Journal of Materials Research and Technology (Jan 2025)
Mechanical properties and energy absorption of CoCrNi functionally graded TPMS cellular structures
Abstract
Functionally gradient triply periodic minimal surface (TPMS) structures are found widespread applications in fields such as aerospace and defense engineering, owing to flexible modulation of lightweight and energy-absorbing properties. CoCrNi medium-entropy alloy (MEA), combining both high strength and ductility, which can significantly enhance the energy absorption efficiency and resistance to failure deformation of complex energy-absorbing structures. In this study, CoCrNi uniform and functionally gradient structures based on Gyroid and Diamond topologies were designed and manufactured via selective laser melting (SLM) technique.

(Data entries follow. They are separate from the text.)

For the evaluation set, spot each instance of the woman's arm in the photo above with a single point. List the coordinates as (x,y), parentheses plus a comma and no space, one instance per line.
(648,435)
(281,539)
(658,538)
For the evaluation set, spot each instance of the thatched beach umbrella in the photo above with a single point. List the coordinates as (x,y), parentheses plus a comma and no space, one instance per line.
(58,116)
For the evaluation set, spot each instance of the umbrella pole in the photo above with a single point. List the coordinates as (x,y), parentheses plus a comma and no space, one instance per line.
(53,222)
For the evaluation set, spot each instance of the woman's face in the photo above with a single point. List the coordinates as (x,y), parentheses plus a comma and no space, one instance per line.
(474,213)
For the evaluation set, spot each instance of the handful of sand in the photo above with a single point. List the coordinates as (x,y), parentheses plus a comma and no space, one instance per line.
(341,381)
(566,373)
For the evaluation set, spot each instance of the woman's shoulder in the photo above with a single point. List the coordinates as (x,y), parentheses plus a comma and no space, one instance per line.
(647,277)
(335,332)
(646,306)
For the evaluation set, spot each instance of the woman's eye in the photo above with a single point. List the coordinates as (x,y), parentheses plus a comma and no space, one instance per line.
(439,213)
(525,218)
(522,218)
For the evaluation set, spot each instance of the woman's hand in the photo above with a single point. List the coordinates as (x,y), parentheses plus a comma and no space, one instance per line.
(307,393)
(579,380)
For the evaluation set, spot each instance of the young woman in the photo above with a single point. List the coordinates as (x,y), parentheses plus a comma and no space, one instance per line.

The quasi-static and dynamic mechanical performance, deformation behavior, and energy absorption properties of each structure were investigated by universal testing machine and Split Hopkinson Pressure Bar (SHPB) system. Additionally, based on experimental validation, the Johnson-Cook constitutive model for SLM-ed CoCrNi was successfully developed and applied to finite element analysis (FEA) predictions. Notably, it is found that the multi-level absorbing feature of hybrid gradient (HG) provides new insights for the design of energy-absorbing structures, as its lower initial platform triggering threshold and multi-level hardening behavior align with the layer-by-layer collapse deformation of the structure. By integrating appropriate parameter mapping, the mechanical properties can be predicted and regulated more flexibly, thereby paving the way for novel high-performance energy-absorbing structures.